Is the top of the California ticket finally out of reach for Republicans?

By Garry South

July 13, 2017

The Sacramento Bee

In the 2018 election for governor of California, surprised voters might well find only two Democrats to choose from in the general election – which would be a historical first in a governor’s race. Why? Because the sorely depleted California Republican Party may not be able to come up with a candidate who can make the runoff in the state’s top-two primary process.

Since the voter-approved top-two primary went into effect in 2012, one governor’s race and two U.S. Senate races have been put through that sieve. The raw numbers tell a story that should not be comforting for even the most avid GOP cheerleader. Let’s walk through the instructive results.

The first statewide race run under the top-two scheme was Sen. Dianne Feinstein’s 2012 re-election. A larger-than-life figure who is always a top vote-getter, Feinstein still drew five Democratic primary opponents, although none of any real note. But on the Republican side, an odds-and-ends drawer of 14 candidates filed, including an 81-year-old failed candidate for state treasurer and a birther gadfly. Ultimately, Feinstein won 49.3 percent of the primary vote, and moved into a runoff with Republican Elizabeth Emken, an unknown autism activist with the next-highest vote total – at 12.6 percent.

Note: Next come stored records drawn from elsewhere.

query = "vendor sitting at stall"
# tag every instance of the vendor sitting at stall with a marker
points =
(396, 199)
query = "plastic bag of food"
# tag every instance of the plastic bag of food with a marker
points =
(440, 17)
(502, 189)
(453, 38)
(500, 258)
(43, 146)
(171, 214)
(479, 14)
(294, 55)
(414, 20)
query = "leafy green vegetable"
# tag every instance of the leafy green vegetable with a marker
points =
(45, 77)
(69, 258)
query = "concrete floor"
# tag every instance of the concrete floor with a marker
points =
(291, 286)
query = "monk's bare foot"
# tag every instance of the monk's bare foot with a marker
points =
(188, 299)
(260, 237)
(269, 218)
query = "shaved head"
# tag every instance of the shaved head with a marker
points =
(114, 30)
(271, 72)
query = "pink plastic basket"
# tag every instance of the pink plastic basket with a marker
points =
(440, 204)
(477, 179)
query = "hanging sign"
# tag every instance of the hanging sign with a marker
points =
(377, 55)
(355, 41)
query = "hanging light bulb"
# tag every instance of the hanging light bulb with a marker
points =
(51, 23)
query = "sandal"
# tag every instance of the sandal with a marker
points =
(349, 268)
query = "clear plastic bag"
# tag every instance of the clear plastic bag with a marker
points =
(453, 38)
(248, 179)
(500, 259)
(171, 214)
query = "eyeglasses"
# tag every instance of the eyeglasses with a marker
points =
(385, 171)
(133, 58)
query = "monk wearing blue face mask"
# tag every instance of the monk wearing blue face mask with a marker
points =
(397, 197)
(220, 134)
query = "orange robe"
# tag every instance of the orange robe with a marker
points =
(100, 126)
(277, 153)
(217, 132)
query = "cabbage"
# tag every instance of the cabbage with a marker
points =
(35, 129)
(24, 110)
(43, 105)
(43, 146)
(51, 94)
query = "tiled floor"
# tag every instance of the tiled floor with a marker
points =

Suppose a well-known Democrat had decided Feinstein had served long enough after 20 years, and filed against her in the open primary – say, Lt. Gov. Gavin Newsom, or state Treasurer Bill Lockyer, a well-known former two-term attorney general. If they had run a viable campaign, can anyone imagine that either would not have received more than Emken’s 12.6 percent, and moved on to a Democrat-on-Democrat runoff that fall?

Feinstein probably still would have prevailed, but she has never been the darling of the Democratic base, and as Bernie Sanders showed, an insurgent can make substantial headway among progressive Democrats even against a formidable front-runner.

Which brings me to the 2016 race to replace the retiring Barbara Boxer in the U.S. Senate. Again, this was a top-two primary. On the Democratic side, Attorney General Kamala Harris was joined by longtime Democratic Rep. Loretta Sanchez of Orange County. The GOP side again featured a cast of thousands. Although the party hierarchy clearly preferred former state Republican Party Chair Duf Sundheim, they were again incapable of keeping the field clear, and 11 more GOP candidates filed, including yet another past GOP chair.

The better-funded Harris, who had already been elected statewide twice, and had a dependable base in the high-turnout Bay Area, finished first in the primary with 40.2 percent of the vote. Sanchez, who struggled to gain traction and trailed from the very beginning, received only 19 percent.

But that still qualified her for second place, and she moved on to the general election runoff (which she lost). The top vote-getting GOP candidate, the party-preferred Sundheim, finished with a paltry 7.8 percent, while the other Republicans split another 20.9 percent of the primary vote.

The 2014 governor’s race is also instructive. The then-76-year-old Jerry Brown was running for re-election for governor – for the second time in his long career – and drew only one Democratic opponent, an unknown guy born in Nigeria who raised only a little more than $1,000. On the Republican side, the leading candidate was state Assemblyman Tim Donnelly, an immigrant-bashing Minuteman.

With no viable Democrat other than Brown on the ballot, state GOP poohbahs panicked over the possibility of Donnelly finishing second and further tarnishing the party brand among immigrants and minority voters. So they recruited Neel Kashkari, an obscure former official in the George W. Bush Treasury Department. After infusing his own money into the campaign, Kashkari finished a distant second to Brown’s 54 percent, with 19.4 percent of the primary vote, while Donnelly came in third at 14.8 percent. Kashkari was demolished in the runoff 60-40 by Brown.

As with the 2012 Feinstein primary, suppose Brown had drawn a real Democratic challenger, say Los Angeles Mayor Antonio Villaraigosa, or state Controller John Chiang, both of whom are running for governor in 2018. Would Kashkari still have finished second, or would that runoff have been Democrat-on-Democrat runoff like the 2016 Senate race? The numbers cannot be heartening for the state Republican Party.

So far, no well-known Republican candidates are running for governor in 2018. There is a San Diego-based multimillionaire (we know how self-funding, first-time rich candidates have fared; see, Whitman, Meg), a right-wing Assembly member from Orange County and a former Assembly member from L.A. County who served one term before being bounced by voters. Hope springs eternal in Republican breasts that GOP Mayor Kevin Faulconer of San Diego will run, but he has done everything but hire a skywriter to disclaim his interest.

At the end of the day, can a political party that is now down to an all-time low of only 25.9 percent of California registered voters even get a Republican candidate into the gubernatorial runoff in 2018? Oh, and whose presidential nominee lost the state in 2016 with only 31.5 percent of the vote – the lowest percentage of any GOP nominee since Alf Landon in 1936 – and whose approval rating in the Golden State is 27 percent? Time will tell, but in the meantime, don’t bet on it.